Bad Optimizers, Black Boxes, and Why Neural Networks sometimes seem just Backwards-ass Lucky

Woah! TensorFlow! Neural Networks! Convolutionation Recurrent Deep Learned Blockchain Etherium Network. Where’s the line start??

How much can I spend?

Okay, maybe the last one isn’t actually a thing (for all I know). But there is currently a lot of hype and excitement around deep learning, and for good reason. Neural networks have provided a number of improvements in performance, and specific fields such as computer vision, speech recognition, and machine translation have been genuinely revolutionized by deep learning.
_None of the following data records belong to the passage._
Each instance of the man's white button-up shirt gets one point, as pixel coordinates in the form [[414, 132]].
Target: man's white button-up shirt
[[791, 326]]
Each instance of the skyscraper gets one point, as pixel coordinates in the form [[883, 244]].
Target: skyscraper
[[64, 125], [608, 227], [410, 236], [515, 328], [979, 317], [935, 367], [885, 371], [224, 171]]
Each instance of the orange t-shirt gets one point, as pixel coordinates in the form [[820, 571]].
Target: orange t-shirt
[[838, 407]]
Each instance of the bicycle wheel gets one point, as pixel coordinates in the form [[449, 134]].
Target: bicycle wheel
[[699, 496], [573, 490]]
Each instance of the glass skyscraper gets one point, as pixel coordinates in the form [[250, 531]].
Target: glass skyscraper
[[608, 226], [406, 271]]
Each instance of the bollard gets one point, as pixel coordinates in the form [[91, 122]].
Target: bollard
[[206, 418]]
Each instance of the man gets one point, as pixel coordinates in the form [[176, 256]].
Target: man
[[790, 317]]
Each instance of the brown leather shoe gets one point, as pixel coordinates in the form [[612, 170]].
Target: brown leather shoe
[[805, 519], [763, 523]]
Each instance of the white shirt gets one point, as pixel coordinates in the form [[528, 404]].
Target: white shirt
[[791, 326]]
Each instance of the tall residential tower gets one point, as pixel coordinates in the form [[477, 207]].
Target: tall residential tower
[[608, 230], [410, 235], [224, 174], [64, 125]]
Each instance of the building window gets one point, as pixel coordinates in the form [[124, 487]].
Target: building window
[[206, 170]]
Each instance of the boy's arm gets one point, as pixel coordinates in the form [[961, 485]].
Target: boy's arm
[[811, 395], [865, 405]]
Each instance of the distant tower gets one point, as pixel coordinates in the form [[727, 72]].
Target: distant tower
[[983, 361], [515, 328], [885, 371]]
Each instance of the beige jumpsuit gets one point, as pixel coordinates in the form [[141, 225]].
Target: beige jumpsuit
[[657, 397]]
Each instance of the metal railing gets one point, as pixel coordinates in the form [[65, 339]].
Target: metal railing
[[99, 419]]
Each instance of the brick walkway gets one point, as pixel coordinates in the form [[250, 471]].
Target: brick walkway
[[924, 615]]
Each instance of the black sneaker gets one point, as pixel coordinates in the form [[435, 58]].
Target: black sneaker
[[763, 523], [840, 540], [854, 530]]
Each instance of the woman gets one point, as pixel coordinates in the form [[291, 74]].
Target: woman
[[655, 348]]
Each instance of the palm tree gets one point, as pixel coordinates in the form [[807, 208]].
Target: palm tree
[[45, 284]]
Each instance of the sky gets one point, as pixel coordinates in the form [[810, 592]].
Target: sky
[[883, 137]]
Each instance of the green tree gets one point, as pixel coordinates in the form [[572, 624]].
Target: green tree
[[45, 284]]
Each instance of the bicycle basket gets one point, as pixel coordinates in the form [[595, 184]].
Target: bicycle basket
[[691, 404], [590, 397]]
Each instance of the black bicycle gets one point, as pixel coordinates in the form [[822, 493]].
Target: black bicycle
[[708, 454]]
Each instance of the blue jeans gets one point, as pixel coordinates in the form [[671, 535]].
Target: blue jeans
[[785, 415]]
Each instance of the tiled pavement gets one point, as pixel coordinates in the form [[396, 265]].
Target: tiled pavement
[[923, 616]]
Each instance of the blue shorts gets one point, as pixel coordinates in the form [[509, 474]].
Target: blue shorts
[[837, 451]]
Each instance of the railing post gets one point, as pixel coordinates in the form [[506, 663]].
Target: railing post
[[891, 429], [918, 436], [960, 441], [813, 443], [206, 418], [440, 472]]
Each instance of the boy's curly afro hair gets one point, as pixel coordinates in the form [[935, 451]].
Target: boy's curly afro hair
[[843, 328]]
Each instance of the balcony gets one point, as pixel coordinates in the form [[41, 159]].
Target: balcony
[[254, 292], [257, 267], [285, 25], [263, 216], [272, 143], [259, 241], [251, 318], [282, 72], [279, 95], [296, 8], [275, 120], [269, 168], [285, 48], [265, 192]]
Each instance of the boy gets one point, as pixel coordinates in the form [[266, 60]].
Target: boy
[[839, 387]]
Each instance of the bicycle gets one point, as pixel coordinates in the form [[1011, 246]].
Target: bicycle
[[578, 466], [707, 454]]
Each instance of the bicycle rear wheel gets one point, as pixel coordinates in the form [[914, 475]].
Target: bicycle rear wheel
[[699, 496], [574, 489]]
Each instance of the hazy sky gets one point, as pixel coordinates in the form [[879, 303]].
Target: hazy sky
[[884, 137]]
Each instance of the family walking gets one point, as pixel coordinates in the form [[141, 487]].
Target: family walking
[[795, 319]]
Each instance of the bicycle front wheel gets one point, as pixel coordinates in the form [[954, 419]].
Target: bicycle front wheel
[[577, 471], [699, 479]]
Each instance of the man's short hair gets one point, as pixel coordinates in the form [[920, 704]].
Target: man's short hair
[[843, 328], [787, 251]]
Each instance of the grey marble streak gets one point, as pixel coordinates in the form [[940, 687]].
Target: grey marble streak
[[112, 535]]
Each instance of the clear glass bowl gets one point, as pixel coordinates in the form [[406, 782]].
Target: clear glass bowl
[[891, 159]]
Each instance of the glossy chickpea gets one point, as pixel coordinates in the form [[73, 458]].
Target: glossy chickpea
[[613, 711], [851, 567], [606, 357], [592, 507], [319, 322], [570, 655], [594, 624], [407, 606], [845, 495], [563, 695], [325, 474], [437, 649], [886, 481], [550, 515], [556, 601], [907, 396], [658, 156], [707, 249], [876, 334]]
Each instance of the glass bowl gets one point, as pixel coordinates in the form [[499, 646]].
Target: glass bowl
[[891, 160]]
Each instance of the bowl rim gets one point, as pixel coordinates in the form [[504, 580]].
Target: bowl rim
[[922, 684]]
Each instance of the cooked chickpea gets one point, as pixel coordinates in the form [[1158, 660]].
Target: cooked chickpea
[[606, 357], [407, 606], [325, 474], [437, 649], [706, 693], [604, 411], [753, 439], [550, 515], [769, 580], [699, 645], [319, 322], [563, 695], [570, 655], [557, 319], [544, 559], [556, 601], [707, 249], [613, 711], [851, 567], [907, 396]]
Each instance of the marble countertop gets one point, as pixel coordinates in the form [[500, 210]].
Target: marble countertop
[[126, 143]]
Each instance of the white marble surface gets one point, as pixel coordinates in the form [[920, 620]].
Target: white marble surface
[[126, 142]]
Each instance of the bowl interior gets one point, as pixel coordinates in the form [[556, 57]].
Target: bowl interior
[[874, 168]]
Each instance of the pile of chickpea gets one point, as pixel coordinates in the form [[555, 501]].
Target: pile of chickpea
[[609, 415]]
With that said, this will be Part 1 of the Grind my Gears series, where I will be talking about Deep Learning issues that just really grind my gears. This will be a less mathematic post than usual, but I will link to resources to dive in deeper if you are interested. With that said, let us begin:

SCREW OPTIMIZATION:

In deep learning, particularly very deep neural networks, you don’t want to optimizer the loss function ..

.

I feel ya bro …

You heard me right. Think about it. Starting at about 10 parameters, a logistic regression model is will begin to perform better on training data than test data. This means that a logistic regression model is overfitting the training data. Now, take a typical deep learning model, with millions and millions of parameters to fit. At this absurd level of dimensionality, it is actually possible to perfectly fit the training data. This is the reason why, in Deep Learning, train/test curves like this are extremely common:

Finding the global minimum of loss function equivalent to literally memorizing a training set. It’s like a magic trick: Give me a Deep CNN network, and a couple hundred hours of GPU time, and I can turn it into a K Nearst Neighbors Algorithm.

The Adam Optimizer

And now we get to our optimizers. In this post, I talk about the benefits of second order optimizers over first order optimizers. Essentially the idea is that, a second order optimizer such as BFGS will account for not only the gradient, but also the rate at which the gradient is changing. As a result of this, second order optimizers are much faster and are guaranteed to approach local minima, and avoid saddle points.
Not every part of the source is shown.